Bethany, 106 x 80, 1982

John B. Ravenal, from "Twenty Philadelphia Artists", Philadelphia Museum of Art, 1998

Over the past twenty years, Frank Galuszka's painting has ranged from detailed realism to thickly painted abstraction. Until the late 1980's his work involved lush narratives marked by vivid, saturated colors, fully modeled figues in convincing spaces, and detailed rendering of objects. These scenes mostly depict single or multiple figures either in interiors or in shallow stagelike foregrounds before glimpses into the distance. They are characterized by moods of stillness, as solitary figures seem to dream, watch, or wait.
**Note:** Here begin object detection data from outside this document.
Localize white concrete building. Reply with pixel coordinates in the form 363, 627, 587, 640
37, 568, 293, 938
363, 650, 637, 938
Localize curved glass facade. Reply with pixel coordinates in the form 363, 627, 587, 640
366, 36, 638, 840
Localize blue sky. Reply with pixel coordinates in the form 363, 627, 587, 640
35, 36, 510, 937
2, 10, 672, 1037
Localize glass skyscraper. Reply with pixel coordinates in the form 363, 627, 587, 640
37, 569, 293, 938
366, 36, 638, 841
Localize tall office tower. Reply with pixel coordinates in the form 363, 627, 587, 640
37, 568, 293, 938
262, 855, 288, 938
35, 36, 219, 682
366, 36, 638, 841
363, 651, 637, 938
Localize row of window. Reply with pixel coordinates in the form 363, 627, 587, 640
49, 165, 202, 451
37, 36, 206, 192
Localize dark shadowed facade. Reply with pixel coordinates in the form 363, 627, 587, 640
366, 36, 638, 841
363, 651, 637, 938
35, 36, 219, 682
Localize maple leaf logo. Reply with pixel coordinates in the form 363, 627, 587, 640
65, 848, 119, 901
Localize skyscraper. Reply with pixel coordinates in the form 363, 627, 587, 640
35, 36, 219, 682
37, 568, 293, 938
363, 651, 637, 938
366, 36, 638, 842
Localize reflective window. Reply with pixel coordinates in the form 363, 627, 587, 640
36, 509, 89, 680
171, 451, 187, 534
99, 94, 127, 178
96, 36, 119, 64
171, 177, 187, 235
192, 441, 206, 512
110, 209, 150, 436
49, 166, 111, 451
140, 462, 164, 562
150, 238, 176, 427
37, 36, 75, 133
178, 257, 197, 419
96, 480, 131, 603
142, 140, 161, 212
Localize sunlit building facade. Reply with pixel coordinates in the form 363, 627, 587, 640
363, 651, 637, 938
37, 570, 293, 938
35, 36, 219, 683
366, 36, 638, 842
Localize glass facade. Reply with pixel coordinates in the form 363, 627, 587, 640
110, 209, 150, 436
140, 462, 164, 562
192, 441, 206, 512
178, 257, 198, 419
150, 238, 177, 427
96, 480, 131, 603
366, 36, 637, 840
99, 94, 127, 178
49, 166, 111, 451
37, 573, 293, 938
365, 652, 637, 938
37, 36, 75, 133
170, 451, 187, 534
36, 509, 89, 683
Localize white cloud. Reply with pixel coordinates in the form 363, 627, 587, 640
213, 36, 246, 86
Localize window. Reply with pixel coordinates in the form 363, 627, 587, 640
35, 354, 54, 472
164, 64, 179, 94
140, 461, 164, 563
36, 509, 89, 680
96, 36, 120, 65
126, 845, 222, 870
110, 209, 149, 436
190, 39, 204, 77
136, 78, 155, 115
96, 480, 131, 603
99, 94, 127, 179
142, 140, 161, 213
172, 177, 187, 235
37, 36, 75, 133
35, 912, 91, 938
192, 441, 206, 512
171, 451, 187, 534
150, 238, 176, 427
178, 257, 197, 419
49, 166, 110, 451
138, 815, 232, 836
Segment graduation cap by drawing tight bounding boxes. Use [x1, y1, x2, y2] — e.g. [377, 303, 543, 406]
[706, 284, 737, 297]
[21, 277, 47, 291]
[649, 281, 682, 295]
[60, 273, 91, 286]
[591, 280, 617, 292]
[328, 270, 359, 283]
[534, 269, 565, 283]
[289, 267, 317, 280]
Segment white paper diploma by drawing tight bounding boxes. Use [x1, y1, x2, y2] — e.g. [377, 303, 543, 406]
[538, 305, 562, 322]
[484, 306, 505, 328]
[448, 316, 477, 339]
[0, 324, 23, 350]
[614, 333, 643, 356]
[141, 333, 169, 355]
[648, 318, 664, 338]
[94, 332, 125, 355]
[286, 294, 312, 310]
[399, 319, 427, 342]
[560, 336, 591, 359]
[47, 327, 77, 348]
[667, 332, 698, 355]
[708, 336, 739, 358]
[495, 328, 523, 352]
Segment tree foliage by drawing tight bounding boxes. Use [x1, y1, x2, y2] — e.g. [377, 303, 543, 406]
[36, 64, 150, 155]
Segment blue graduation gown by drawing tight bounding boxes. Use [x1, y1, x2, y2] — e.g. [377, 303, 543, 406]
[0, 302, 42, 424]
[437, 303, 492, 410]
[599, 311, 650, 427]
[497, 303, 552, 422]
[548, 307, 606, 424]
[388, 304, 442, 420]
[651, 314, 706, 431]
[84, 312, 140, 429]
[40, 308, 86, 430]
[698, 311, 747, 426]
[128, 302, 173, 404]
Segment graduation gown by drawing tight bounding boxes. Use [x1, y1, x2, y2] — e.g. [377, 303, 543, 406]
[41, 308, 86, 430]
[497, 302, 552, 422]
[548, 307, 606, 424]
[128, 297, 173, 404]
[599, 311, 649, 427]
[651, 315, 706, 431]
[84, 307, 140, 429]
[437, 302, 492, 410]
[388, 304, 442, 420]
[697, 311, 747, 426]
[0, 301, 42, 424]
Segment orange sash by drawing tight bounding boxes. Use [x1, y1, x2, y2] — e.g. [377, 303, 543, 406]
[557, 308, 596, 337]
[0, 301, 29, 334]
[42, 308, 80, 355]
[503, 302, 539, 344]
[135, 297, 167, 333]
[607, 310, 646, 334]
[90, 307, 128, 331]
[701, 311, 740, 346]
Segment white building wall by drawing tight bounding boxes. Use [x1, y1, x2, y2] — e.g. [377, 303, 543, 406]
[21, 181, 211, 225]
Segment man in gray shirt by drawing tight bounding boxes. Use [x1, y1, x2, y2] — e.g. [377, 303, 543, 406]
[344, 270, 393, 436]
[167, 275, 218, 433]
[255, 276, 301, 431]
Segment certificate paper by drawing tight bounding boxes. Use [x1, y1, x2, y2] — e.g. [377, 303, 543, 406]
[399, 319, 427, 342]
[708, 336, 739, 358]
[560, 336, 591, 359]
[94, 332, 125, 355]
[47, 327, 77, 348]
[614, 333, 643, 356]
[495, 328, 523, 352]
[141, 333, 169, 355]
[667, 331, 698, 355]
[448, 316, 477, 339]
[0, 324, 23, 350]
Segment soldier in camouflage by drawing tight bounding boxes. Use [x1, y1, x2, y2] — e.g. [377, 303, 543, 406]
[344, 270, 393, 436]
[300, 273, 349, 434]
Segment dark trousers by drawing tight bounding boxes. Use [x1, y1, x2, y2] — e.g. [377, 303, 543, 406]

Communication between figures is caught in a moment of suspension, evident only in a glance or attitude of attention. These are narratives ripe with portent, as if the painting itself were thinking. In the late 1980's, the surface of galuszka's paintings began to break up into dense screens of brightly colored paint, what he calls "exploded cellular near-abstraction." While the predominant effect was that of paint - thick, intense accumulations - these works were never fully abstract, as they contained barely discernable representations of figures and objects, and collaged items such as a coffee-cup lid or bits of reflective mica that enhance the active, shimmering quality of the surface. The buildup of surface incident around these details of reality suggests analogues for an overstimulated vision, as if the image recorded a hallucinatory experience of the visible world.

Galuszka understands these two periods in his work as expressions of the same underlying concerns rather than a simple opposition of figuration and abstraction. In his early narrative works galuszka's carefully considered attention to form and composition gave them a highly constructed appearance, beyond an easy naturalism. In his later abstract paintings the elaborate working of every bit of the surface results in a high level of variety and intensity that leads us to ubderstand his abstract images as strongly allegorical and bursting with possible meanings. Work from the mid-1990's returns to naturalistic figures but places them in abstract settings, further complicating the idea of a linear progression from representational to nonobjective. Throughout his career, Galuszka's images have been motivated by textual associations. He often combines classical, mythological, and biblical sources with contemporary figures and settings. In Bethany, two women in modern dress allude to Mary and Martha from bethany, who in the biblical story called upon Jesus to raise their brother lazarus from the dead. In the painting, a man's reflection, perhaps alluding to the returning lazarus, appears in the window. As with many of Galuszka's works, an aura of the past seems to pervade, even comment on, the present, regardless of whether one grasps the narrative allusion. Galuszka says that he has his own " long reverie about what the painting is about É (but) this does not mean at all that I want anyone else to think that this is what the painting is about." He further explains, "I try to paint paintings that have enough ingredients in them to result in a good story, but not in such a way that they determine what the story is. For me, two readings of this painting are both equally legitimate."